Dr Rachel Thompson, science programme manager for the World Cancer Research Fund, said: "This study suggests that if we all ate an extra two portions of fruits and vegetables a day (about 150g), about 2.5 per cent of cancers could be prevented.

"Given the fact that there are many types of cancer where there is no evidence eating fruits and vegetables affects risk, it is not surprising that the overall percentage is quite low. But for the UK, this works out at about 7,000 cases a year... a significant number".

Super foods: The produce now under the microscope

Red and orange peppers

An excellent source of vitamin C. Half a red pepper provides all the vitamin C an adult needs in one day. They also contain anti-oxidant flavenoids and beta-carotene.

Strawberries

As well as vitamin C and flavenoids, they contain the phytochemical ellagic acid, which research has shown can help inhibit the growth of cancers.

Carrots

Good source of beta-carotene, which the body converts to vitamin A. This keeps skin healthy and helps the immune system.

Tomatoes

The antioxidant lycopene is what makes them red. Studies have linked tomatoes, especially when cooked, canned or in pastes and sauces, with a lower risk of prostate cancer.

Onions

Contain allium compounds and are rich in quercetin, a phytochemical. Both of these are thought to reduce cancer as well as improving circulation and blood pressure.
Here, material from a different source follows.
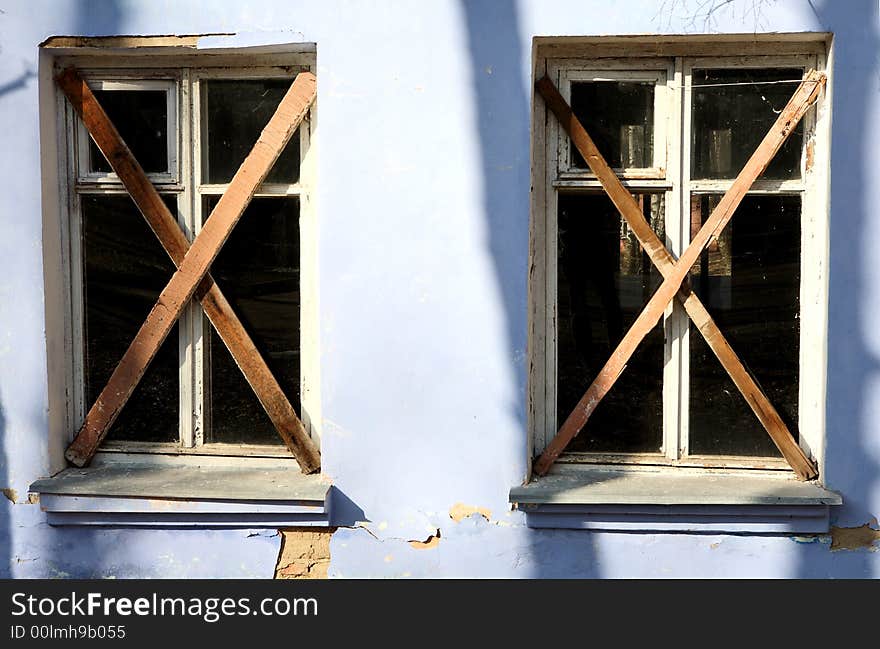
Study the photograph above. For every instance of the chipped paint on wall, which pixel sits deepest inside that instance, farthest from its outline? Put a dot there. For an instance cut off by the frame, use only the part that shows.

Broccoli, cabbage, sprouts

Members of the brassicas family, linked with lower rates of cancers of the digestive system.

Garlic

Contains allylic sulphides, garlic has long been used as a natural medicine. May help ward off cell damage.

Blueberries

Full of vitamin C and a good source of the antioxidant anthocyanin, believed to boost the immune system, help keep the heart and skin healthy.

Brazil nuts

Rich in selenium, a mineral, important to people in the UK who mostly have low intakes. Some studies have suggested low levels increase the risk of cancer and heart disease.